Included is the $11 billion WestConnex tunnel in Sydney which will commence "within 18 months" and "means 10,000 new jobs", and the Melbourne East West Link, costed at $18 billion with work to commence by Christmas and "6000 new jobs" created.
"Shovels will start moving within a matter of months," Hockey said. "But these projects will do more than create construction jobs. They will inject money into communities, lower business costs and reduce congestion. This will improve living standards across the country.
"And to help pay for this, the Government is re-introducing fuel indexation where every dollar raised by the increases will be linked by law to the road-building budget," Hockey said.
"Our future depends on what we as a nation do today," he said. "This budget will help build a more prosperous nation.
"Now it is our turn to contribute. Now it is our turn to build," he said. "It is time for us - for all of us - to contribute and build.
"We said that this budget will be a contribute and build budget, and it is."
Shadow Treasurer Chris Bowen criticised the move to charge motorists more for fuel.
"We never attempted to reindex the fuel excise because we recognise the cost of living pressures on Australian families," Bowen said on the ABC's 7:30 program.
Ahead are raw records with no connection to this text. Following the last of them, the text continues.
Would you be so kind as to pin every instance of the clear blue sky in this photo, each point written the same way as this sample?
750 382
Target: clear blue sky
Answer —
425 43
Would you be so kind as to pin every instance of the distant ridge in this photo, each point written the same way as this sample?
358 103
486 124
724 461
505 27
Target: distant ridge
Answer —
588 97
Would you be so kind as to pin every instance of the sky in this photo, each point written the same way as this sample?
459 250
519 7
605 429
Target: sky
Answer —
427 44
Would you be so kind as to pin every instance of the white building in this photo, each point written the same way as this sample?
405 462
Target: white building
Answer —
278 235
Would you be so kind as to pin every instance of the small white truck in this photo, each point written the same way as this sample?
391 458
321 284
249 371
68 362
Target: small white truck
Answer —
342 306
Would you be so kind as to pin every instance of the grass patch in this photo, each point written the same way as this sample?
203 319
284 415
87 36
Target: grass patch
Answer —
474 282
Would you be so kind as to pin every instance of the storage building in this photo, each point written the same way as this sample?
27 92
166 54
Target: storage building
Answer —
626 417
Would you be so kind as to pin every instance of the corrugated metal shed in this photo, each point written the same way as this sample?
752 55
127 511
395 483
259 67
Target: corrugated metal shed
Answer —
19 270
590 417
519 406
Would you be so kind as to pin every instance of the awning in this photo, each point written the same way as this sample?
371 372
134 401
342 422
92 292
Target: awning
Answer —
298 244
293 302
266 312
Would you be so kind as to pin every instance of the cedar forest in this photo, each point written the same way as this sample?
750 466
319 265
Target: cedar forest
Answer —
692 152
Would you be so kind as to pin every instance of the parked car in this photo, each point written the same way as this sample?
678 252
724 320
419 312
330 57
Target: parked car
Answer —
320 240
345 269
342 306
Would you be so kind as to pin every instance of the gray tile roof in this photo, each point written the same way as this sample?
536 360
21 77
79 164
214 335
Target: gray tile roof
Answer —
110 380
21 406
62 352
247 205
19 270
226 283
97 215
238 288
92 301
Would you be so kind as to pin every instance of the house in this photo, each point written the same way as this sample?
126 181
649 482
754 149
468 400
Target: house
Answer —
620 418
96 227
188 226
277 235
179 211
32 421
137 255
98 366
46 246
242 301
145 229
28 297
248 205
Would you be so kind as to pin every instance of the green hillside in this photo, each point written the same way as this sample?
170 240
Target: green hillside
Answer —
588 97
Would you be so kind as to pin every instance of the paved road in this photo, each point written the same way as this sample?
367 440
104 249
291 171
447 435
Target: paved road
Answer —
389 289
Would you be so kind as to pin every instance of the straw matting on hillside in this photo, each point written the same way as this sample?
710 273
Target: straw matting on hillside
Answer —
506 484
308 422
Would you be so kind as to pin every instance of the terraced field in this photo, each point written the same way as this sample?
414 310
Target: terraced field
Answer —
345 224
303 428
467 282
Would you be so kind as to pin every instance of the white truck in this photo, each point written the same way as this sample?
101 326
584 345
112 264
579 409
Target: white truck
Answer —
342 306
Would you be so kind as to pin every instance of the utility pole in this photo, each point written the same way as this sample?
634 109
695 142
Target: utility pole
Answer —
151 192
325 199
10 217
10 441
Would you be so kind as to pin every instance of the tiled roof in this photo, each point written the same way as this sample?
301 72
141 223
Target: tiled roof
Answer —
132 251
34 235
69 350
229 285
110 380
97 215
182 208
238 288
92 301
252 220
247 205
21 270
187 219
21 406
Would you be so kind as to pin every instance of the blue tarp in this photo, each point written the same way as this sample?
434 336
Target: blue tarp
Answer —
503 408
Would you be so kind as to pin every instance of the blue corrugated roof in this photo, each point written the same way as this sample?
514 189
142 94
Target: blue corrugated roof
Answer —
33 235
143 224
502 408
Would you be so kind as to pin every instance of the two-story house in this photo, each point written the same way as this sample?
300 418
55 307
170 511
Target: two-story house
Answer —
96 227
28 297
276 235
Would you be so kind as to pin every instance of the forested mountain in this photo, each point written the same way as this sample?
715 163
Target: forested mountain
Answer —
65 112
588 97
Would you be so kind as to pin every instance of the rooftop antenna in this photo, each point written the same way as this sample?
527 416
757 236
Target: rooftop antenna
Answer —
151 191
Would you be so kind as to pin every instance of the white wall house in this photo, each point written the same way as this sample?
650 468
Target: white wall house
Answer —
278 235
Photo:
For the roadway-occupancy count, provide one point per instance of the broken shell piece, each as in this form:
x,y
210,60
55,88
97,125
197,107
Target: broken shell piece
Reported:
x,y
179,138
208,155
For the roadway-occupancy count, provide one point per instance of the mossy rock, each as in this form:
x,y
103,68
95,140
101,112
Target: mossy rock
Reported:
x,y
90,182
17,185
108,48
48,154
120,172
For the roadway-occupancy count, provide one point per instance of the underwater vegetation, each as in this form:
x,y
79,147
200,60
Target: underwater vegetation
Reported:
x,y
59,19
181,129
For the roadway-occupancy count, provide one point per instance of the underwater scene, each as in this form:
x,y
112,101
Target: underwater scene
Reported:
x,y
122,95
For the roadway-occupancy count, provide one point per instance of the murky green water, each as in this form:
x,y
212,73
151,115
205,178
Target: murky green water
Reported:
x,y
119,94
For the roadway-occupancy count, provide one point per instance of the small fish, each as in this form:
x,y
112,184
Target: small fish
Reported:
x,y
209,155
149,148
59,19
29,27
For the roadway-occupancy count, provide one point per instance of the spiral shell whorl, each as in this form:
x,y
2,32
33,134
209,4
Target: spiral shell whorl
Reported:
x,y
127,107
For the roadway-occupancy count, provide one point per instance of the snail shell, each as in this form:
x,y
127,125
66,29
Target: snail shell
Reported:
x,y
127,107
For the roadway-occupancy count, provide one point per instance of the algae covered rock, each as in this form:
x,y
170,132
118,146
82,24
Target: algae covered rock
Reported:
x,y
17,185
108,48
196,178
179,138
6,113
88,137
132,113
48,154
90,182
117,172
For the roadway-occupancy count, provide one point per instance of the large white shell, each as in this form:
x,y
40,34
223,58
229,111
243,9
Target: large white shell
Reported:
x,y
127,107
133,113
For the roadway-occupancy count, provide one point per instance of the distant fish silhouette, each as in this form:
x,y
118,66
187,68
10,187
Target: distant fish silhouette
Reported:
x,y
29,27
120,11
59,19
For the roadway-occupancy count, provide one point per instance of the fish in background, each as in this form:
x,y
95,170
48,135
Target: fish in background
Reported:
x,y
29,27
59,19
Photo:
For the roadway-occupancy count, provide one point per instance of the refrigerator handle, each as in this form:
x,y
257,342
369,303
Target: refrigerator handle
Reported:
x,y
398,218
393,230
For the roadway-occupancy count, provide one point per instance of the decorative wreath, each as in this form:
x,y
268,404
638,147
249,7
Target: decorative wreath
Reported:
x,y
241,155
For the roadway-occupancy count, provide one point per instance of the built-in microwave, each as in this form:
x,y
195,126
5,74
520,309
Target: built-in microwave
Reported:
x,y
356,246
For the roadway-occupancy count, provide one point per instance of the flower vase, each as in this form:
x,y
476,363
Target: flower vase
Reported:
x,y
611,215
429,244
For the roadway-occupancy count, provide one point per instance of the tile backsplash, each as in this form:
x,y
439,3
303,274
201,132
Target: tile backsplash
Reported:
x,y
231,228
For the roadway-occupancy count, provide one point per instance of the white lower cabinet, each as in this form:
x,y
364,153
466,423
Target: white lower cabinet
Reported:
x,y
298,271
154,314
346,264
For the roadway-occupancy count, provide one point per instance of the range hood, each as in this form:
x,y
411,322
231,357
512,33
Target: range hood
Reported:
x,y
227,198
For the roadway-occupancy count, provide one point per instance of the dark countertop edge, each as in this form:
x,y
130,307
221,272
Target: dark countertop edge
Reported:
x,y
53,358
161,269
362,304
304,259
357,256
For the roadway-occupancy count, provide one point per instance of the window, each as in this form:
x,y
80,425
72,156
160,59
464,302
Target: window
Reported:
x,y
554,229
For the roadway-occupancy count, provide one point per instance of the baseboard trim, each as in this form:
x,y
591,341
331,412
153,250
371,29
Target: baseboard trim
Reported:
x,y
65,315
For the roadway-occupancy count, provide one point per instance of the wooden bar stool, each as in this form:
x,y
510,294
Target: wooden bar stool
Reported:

It is the first time in 13 years that the Federal Government has increased its take from fuel costs - John Howard froze the fuel excise in 2001 as a means of making good with the public following the introduction of the GST, and since then the excise rate has remained at 38.1 cents per litre.
''Yes, there's got to be short-term pain, but it's pain with a purpose,'' Prime Minister Abbott told Macquarie Radio earlier today.
Treasurer Joe Hockey told media ahead of the budget that the fuel excise increase - among other changes - would be good for the country, even if it wasn't good for individuals.
"I would say to the Australian people if you're only looking in the budget for your own interests, then you may be disappointed, but if you're looking for the national interests you will be cheered. This budget is about shaping the destiny of our nation," Hockey said.
Assistant infrastructure minister Jamie Briggs said recently that the increased fuel costs will be offset by increased expenditure from the government to provide better roads.
"Motorists will see enormous benefit from the program we're putting in place," Briggs said.
As CarAdvice reported previously, industry figureheads derided any plans to increase the fuel excise when the initial reports of a change were made public.
Australian Automobile Association CEO Andrew McKellar said last week that any increase in the fuel excise would be "unjustified".
"Motorists already pay too much tax and are not getting fair value for money with only a fraction of fuel excise being returned to spending on transport infrastructure by the Federal Government," McKellar said.
NRMA president Wendy Machin also slammed the notion of an increase to the fuel excise.
"The Federal Government already collects more than it spends on roads and transport infrastructure, so there is absolutely no basis for this unfair tax hike," Machin said.